In the journal Frontiers in Computational Neuroscience, an article appeared, the authors of which declare that they made an important step to understanding how the work of neurons in the human brain – the most complex structure known to us – determines the functions of this organ. A team of scientists from Switzerland, France and the United Kingdom participating in the Blue Brain project claims that our brain, in the process of processing information, creates multidimensional objects from neurons and connections between them and these objects represent a “world that we could not have imagined before”.
Blue Brain Project
Blue Brain is a project founded by the Institute for the Study of the Brain and Reason of the Federal Polytechnic School of Lausanne (Switzerland) in 2005. The goal of the initiative is to create a detailed digital version of the mammalian brain (first rat, and ultimately human) to understand the fundamental principles of his work and to find out how to use this knowledge in medicine.
To measure all the properties of the brain at all levels (in molecules, cells, individual regions of the cortex and their aggregate), and the interaction between them can be impossible. For this reason, scientists using biological data, the results of experiments and a supercomputer try to create a simulation that will give a detailed “map” of the brain. Such a model must respond to different stimuli in the same way as a real brain, so that scientists can see which processes and how go in it. In 2015, the Blue Brain team presented the first digital version of the neocortex fragment – 31,000 rat neurons responded to external stimuli with waves of coordinated electrical activity. Neocortex is the last area of the cerebral cortex that emerged during the evolution, responsible for higher nervous functions – sensory perception, conscious thinking, speech of humans.
Why it is so difficult to deal with the brain?
According to modern ideas, the human brain contains about 86 billion neurons – cells that store and transmit information. They are in constant interaction with each other, forming a neural network that allows us to act, think, recognize ourselves, make decisions, and so on.
A system consisting of such a huge number of neurons is too complicated to be studied in detail by modern methods. Because of this, we still do not know how not only the human brain functions, but also the brain of less complex mammals.
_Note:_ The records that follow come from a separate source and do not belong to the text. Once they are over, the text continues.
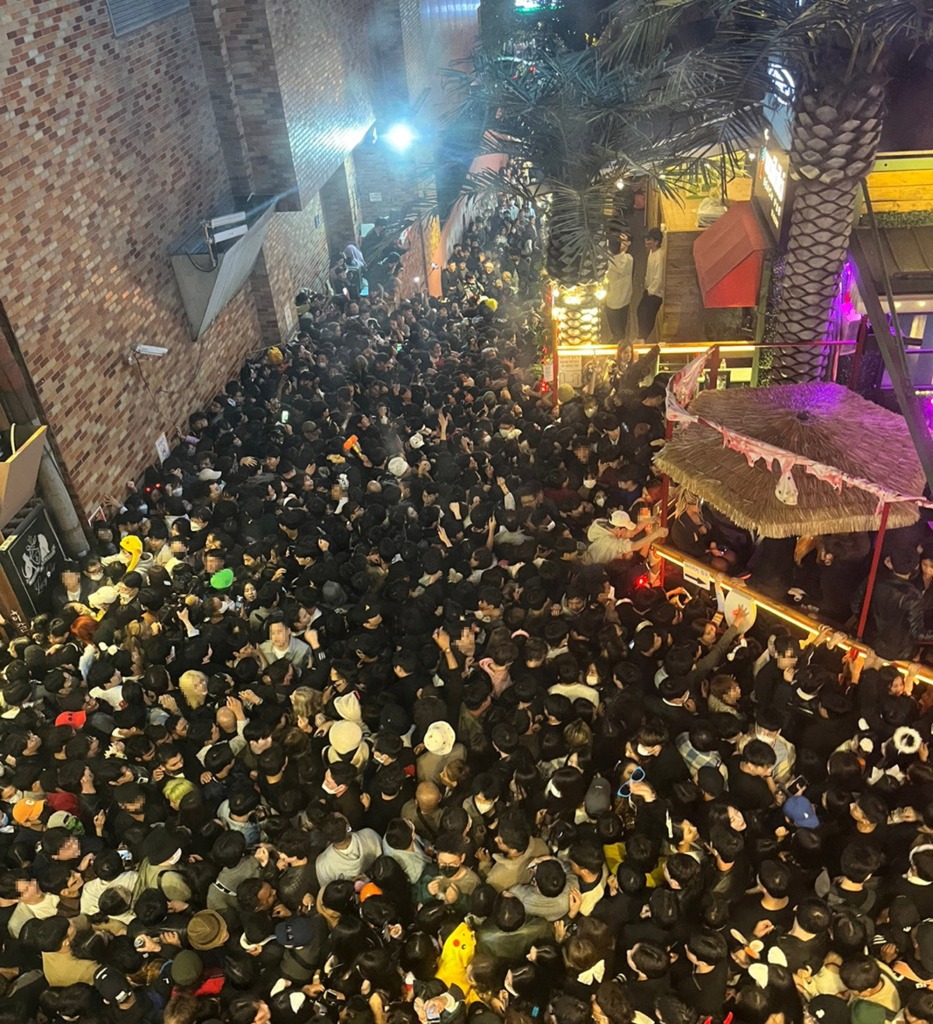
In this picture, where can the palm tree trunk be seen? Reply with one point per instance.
(575, 252)
(835, 138)
(817, 244)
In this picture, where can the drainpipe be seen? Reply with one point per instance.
(19, 403)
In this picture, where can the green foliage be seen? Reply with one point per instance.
(912, 218)
(582, 125)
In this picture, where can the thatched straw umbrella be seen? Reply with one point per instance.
(823, 422)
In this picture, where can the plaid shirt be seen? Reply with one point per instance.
(694, 759)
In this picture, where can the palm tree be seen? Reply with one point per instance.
(834, 57)
(582, 127)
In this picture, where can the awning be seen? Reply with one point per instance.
(729, 256)
(906, 252)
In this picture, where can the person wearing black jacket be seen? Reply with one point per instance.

Blue Brain expects that the mathematical model will help to understand the processes occurring in the head.
Processing of experiment.
Researchers studied neural connections using the method of algebraic topology – a system that describes the properties of objects regardless of their changing geometric shape. “It’s like a telescope and a microscope at the same time,” explains mathematician Catherine Hess, who worked on the project. “You can look at networks in detail to find hidden structures – like trees in a forest – and at the same time see voids and clearings.” Applied to the brain, this means that algebraic topology provides a tool for studying the properties of both individual neurons and the structure of the brain as a whole.
In the described experiment, algebraic topology was used to study virtual brain tissues, and then rechecked results on the real rat brain to make sure that the simulation worked correctly. Scientists have found that when the brain is presented with a certain stimulus, the neurons assemble into groups (“cliques”) that line up in sequence and form complex geometric objects with space (“cavity”) inside. The more neurons in the “click”, the more complex this group is arranged and the more dimensions have the resulting figures.
It turned out that tens of millions of figures of neurons with up to seven measurements can be formed in each individual part of the brain, and up to 11 measurements could be detected in some structures. According to the project participants, earlier scientists had never seen anything like this in either computer or biological models.
Multidimensional objects in the brain arise when it needs to process information; after the completion of this process they disintegrate. According to the scientists, neurons respond to the stimulus in a very organized way, creating figures from simple to complex. “The brain is building, and then destroying, towers from multidimensional fragments, starting with sticks (1D), then planes (2D), cubes (3D) and then more complex shapes with four, five or more dimensions,” says mathematician Ren Levy from Aberdeen University (Scotland). – Activity in the brain resembles a multidimensional sand castle, which materializes, and then completely crumbles. ”
So, what does it mean?
Scientists are not sure yet. They saw that in the functioning brain, the cells and signals between them do not behave chaotically. In the process of processing information, neurons build “cliques” and “cavities,” the existence of which had not previously been known. The figure of two interconnected neurons looks like a segment. Three is a triangle, four is a pyramid. The more neurons and connections between them, the more complex and multidimensional shapes are obtained, and although our brain can not imagine them, mathematicians can describe them.
According to Catherine Hess, the finding of the team from Blue Brain helps explain why it was so difficult for science to understand the relationship between brain structure and its functions. We are used to perceiving the world in three dimensions and we usually examine the activity of the brain with the help of appropriate tools that allow us to see only the “shadow” of what is really happening, not the full picture.
Now, researchers have to understand whether our ability to perform complex tasks depends on the creation of these figures inside the brain and their complexity. Also, it remains unknown what exactly causes neurons to be built in such an intricate way.